Mr. Clinton said he talked by phone with Russian President Boris N. Yeltsin, French President Francois Mitterrand and Canadian Prime Minister Jean Chretien. He was unable, he said, to reach British Prime Minister John Major or German Chancellor Helmut jTC Kohl, although he said he had spoken with them in the past two days.

The difficulty in reaching foreign leaders -- and the difficulty in getting them to agree to specifics -- gave Mr. Clinton's announcement the feeling of being vague, rushed and incomplete.

The White House called the news conference for 3 p.m. Then changed the time to 2:45. At 2:46, the news conference time was changed to 4:15 p.m. It began at 4:50 p.m.

NATO went part way yesterday toward carrying out the president's strategy, tentatively approving a request by Mr. Boutros-Ghali to give U.N. commanders power to seek air strikes near all the "safe areas." But it delayed final approval to give military planners time to figure out how to pursue the task.

"We hope we'll be able to come to a credible decision within a few days," said Sir John Weston, the British ambassador to the alliance.

But Mr. Clinton still faces a tough selling job abroad on his broader strategy of creating demilitarized zones around the "safe areas," backed up by the threat of air strikes against a variety of targets.

In Moscow, Foreign Minister Andrei Kozyrev said: "I cannot agree with the logic of mounting tension, the logic of threats from NATO. It would be a mistake to apply any decision on air strikes at least without working out a coordinating policy."

Most European capitals were officially silent on the Clinton plan.
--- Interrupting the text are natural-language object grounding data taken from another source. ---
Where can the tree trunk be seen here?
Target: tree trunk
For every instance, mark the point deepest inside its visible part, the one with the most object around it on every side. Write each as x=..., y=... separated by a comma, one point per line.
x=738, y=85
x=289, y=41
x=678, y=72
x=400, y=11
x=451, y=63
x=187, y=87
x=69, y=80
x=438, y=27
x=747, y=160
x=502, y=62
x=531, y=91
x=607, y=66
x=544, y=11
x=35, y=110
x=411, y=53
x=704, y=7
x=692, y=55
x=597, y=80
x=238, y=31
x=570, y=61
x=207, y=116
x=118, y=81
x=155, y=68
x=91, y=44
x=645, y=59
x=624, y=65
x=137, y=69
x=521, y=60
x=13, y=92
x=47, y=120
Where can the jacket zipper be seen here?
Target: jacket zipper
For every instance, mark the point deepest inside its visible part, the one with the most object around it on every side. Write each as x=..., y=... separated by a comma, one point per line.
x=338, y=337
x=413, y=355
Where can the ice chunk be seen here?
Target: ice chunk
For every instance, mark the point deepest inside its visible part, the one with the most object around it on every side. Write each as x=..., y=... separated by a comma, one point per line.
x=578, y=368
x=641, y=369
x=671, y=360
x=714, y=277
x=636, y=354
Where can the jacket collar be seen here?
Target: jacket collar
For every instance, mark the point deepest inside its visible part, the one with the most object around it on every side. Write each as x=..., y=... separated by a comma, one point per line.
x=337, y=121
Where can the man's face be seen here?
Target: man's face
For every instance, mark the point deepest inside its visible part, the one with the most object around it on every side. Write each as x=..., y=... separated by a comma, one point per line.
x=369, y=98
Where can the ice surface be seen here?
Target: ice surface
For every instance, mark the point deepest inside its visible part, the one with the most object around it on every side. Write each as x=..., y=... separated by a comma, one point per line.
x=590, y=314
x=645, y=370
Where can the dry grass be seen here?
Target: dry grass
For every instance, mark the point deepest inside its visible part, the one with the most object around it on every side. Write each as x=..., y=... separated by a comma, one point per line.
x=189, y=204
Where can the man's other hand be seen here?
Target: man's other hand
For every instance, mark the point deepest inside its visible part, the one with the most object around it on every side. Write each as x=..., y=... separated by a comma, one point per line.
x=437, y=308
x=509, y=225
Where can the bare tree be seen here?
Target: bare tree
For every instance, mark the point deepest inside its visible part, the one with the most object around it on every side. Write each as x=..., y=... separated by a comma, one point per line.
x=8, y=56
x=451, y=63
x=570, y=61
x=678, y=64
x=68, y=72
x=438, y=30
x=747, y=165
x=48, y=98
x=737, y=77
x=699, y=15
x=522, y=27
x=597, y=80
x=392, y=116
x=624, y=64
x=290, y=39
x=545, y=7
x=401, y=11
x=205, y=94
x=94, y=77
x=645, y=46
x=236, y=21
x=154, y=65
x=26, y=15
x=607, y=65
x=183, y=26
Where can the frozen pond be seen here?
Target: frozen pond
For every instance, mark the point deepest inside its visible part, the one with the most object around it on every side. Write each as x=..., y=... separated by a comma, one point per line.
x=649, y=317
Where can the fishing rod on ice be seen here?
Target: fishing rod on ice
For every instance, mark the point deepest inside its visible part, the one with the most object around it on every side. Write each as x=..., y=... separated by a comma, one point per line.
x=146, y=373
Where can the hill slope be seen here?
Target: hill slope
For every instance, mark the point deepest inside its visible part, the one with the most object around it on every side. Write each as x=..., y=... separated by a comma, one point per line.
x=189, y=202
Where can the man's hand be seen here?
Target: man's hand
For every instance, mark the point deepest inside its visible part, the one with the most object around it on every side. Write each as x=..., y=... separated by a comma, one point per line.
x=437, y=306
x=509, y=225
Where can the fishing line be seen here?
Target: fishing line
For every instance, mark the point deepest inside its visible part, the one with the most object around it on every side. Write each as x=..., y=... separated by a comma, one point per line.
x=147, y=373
Nations with many peacekeepers on the ground, particularly Canada and Britain, are worried about Serbian retaliation against their troops if wider bombing raids are conducted.

The French, who also have a significant presence on the ground, were said by U.S. officials to be supportive.

Canada especially worries that U.N. troops could get trapped "in a very deadly scenario," said a U.S. official. He added that the allies also want to consider what NATO could do next if the strategy failed.

This is the problem that cropped up last week, when allied planes patrolling the "no-fly" zone over Bosnia were sent to attack Serbian tanks endangering U.N. positions inside Gorazde. A Serbian command post and several vehicles were hit, but the tanks escaped. One British plane was downed by anti-aircraft fire.

The limited foray not only didn't stop the Serbs; it seemed to embolden them.

Under the new proposal, instead of haphazard reprisals against individual targets, air strikes would be launched against any Serbian troops, weapons or emplacements remaining in the exclusion zones set up around the six towns.

Mr. Clinton ducked a question on the possibility of escalating the attacks later to include strategic targets, such as oil supplies, ammunition depots, or bridges on the Serbian supply lines, saying: "I don't think it's appropriate for me to discuss the tactical details of our policy . . . certainly not until they have been worked out with our allies."

The military escalation could bring into play NATO's "smart" weapons, missiles and bombs that are guided to targets by radar or infrared.

But however precise the targeting, there would likely be unintended casualties, Pentagon officials said, particularly if the targets were in urban areas, as are the Serbian tanks firing inside Gorazde.

"You are not going to take action on air strikes against those things without some sort of collateral damage if they are close in," said an Air Force officer attached to the Pentagon. "The question is, will you save more lives in the long run, or will you not?"

Allied planes could also attack the Serbian rear lines, cutting off fuel and ammunition supplies to the forward-moving tanks.